Targets are tricked into downloading GitHub-hosted assessment projects that include dependencies pointing to malicious packages hosted as GitHub release artifacts. The packages observed in this lure include graph-dynamic, graphbase-js, and graphlib-js. The final outcome is the deployment of a RAT capable of gathering system information, enumerating files, listing processes, creating and deleting files, and uploading and downloading data.
What this means for developers, security teams, and cryptocurrency-focused organizations
- Developers and open-source maintainers: expect malicious packages to hide as transitive dependencies and to be delivered via GitHub release artifacts as well as npm/PyPI. The campaign shows threat actors intentionally mixing popular libraries with a small number of malicious packages to blend into normal dependency lists.
- Security teams and enterprises focused on cryptocurrency: attackers are explicitly aiming to access crypto wallets and funds, using Vercel-hosted exfiltration endpoints and C2 servers like csec-c2-server.onrender[.]com. The actors have demonstrated the ability to adapt payload delivery — from obfuscated JS to Rust-based add-ons and SSH backdoors — and have used infrastructure overlaps to pivot between campaigns.
- Job-seeking developers and hiring teams: fake companies named Veltrix Capital, Blockmerce, and Bridgers Finance have been used as part of social-engineering lures.
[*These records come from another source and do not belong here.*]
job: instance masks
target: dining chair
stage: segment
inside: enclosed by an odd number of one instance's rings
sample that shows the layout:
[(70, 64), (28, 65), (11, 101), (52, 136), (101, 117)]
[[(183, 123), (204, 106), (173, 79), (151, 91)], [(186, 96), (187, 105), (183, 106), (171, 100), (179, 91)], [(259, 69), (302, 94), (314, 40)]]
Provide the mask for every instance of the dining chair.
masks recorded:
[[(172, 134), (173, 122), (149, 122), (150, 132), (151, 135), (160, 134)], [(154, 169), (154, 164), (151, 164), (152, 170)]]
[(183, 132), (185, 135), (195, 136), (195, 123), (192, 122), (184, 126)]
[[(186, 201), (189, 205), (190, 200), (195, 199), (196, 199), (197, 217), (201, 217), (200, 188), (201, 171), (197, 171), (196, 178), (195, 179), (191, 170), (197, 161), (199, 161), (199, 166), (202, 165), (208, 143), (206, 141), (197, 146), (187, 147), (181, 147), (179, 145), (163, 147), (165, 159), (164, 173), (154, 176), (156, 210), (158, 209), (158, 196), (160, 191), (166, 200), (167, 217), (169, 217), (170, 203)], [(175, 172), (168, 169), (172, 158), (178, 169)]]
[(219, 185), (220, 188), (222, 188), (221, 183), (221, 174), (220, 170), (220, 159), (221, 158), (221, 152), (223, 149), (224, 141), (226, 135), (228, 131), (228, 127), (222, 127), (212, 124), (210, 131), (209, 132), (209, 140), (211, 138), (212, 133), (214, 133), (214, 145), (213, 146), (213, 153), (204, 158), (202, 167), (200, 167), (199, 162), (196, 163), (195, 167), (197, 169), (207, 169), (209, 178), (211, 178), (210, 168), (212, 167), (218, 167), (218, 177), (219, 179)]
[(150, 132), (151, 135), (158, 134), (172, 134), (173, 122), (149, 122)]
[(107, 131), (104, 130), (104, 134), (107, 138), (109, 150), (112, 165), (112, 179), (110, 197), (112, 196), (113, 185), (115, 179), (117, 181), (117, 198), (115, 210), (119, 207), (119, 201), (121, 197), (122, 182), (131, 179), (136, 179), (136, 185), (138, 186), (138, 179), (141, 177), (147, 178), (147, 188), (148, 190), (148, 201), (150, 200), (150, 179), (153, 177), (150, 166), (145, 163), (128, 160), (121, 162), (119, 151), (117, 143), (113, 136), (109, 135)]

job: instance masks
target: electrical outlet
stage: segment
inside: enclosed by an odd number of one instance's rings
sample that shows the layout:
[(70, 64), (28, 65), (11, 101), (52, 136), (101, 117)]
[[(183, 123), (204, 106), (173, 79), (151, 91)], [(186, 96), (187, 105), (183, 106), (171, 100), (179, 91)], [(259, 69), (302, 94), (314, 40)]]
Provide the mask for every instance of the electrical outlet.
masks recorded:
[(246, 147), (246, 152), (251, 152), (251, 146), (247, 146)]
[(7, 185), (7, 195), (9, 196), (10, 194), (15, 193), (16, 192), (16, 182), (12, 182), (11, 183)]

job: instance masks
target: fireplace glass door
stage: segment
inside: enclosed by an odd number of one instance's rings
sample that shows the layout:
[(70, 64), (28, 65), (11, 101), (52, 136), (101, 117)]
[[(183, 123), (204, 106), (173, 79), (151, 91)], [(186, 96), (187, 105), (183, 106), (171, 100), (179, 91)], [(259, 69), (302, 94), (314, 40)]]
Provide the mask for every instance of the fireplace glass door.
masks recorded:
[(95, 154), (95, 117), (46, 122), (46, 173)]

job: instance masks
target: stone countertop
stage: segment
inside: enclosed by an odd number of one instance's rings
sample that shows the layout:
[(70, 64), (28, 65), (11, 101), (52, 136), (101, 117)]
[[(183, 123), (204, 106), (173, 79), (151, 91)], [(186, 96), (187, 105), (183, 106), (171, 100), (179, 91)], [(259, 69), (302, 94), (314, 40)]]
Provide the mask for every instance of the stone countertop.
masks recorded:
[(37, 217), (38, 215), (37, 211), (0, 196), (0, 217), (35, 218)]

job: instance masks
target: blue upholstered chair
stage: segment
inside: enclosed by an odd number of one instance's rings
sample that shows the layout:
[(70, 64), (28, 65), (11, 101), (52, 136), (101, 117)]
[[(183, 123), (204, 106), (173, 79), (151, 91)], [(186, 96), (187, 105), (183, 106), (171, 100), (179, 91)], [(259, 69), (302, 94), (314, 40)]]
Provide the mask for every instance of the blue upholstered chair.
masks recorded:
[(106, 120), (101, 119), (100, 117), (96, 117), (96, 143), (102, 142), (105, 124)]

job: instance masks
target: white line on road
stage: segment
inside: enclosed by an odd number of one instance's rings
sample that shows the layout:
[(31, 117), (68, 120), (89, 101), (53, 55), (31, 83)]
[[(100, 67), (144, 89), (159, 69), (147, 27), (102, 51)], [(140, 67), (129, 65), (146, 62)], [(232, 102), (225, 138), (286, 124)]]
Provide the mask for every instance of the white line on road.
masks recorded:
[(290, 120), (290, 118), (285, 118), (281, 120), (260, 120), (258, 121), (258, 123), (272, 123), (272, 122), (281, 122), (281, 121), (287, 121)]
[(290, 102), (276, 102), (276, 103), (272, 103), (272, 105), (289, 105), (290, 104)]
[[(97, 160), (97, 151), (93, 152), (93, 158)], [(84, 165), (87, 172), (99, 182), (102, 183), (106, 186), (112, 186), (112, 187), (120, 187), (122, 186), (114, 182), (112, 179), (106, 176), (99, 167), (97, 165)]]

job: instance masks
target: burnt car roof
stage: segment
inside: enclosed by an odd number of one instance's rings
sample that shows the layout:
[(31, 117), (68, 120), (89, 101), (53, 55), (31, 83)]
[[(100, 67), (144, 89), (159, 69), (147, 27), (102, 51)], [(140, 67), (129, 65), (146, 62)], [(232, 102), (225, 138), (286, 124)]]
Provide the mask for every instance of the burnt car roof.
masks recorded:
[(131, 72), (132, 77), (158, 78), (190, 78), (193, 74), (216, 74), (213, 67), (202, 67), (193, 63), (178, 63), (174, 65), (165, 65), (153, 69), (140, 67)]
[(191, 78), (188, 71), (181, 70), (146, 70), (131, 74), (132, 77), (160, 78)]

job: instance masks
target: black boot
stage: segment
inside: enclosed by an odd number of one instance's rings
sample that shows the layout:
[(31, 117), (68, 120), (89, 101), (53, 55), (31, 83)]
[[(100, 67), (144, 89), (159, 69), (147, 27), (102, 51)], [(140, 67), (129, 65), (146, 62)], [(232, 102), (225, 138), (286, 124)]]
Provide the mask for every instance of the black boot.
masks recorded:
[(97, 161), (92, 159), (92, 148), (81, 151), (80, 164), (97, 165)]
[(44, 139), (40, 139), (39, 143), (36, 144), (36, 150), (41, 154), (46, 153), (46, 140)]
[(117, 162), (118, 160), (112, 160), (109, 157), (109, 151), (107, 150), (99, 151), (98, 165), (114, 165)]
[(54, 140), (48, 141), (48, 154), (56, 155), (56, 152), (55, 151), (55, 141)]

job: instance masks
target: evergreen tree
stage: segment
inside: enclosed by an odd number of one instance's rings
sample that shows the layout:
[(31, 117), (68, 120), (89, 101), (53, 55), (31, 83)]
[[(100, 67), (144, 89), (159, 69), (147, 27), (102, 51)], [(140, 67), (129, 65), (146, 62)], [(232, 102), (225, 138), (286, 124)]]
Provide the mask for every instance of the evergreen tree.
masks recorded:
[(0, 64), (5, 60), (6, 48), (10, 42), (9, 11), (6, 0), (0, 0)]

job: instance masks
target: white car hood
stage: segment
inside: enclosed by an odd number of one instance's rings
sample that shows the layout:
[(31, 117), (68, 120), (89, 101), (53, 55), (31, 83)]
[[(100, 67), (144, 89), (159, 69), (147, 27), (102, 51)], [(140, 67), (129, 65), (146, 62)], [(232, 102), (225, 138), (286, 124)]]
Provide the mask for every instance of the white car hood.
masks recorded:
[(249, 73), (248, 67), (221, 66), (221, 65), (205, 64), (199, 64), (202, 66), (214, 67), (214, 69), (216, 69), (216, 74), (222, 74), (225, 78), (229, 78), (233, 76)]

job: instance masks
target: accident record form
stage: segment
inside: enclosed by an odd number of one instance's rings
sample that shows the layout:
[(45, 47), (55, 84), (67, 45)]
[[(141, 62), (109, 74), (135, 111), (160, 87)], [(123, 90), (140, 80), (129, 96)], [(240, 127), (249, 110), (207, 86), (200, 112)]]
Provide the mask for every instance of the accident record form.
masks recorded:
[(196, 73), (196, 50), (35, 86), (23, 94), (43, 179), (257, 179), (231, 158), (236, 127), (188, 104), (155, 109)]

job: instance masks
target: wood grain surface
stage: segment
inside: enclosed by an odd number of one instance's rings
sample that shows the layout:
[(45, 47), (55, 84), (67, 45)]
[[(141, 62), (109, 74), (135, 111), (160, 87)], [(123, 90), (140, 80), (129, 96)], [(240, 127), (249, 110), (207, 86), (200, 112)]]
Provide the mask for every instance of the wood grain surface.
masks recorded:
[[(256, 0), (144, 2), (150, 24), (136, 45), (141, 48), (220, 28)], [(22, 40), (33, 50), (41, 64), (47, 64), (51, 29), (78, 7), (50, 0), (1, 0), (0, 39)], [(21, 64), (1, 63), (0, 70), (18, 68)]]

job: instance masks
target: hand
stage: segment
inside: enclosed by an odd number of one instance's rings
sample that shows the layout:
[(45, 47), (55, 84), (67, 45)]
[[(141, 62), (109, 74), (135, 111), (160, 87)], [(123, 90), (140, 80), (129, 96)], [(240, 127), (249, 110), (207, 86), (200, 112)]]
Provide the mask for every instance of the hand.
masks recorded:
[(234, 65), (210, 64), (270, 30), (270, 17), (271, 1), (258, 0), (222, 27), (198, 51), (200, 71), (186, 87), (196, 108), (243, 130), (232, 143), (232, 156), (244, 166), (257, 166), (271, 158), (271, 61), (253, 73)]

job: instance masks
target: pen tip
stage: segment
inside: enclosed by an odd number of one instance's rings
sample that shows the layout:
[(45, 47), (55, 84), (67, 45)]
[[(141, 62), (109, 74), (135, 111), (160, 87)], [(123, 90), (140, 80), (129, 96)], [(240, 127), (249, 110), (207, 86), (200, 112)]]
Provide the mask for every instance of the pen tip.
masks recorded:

Code assessment artifacts and download instructions from those profiles should be treated as potential vectors for malicious dependency inclusion.
ReversingLabs concludes that Famous Chollima is "leveraging AI-generated code and a layered package strategy to evade detection and more effectively deceive automated coding assistants than human developers." The campaign's blend of AI-assisted commits, transitive dependency abuse, fake corporate infrastructure, and upgraded RAT tooling marks a clear evolution in technique — and raises a pointed operational question: will package registries and code-hosting platforms change how they validate and trace resolved dependency sources before the next wave of samples appears?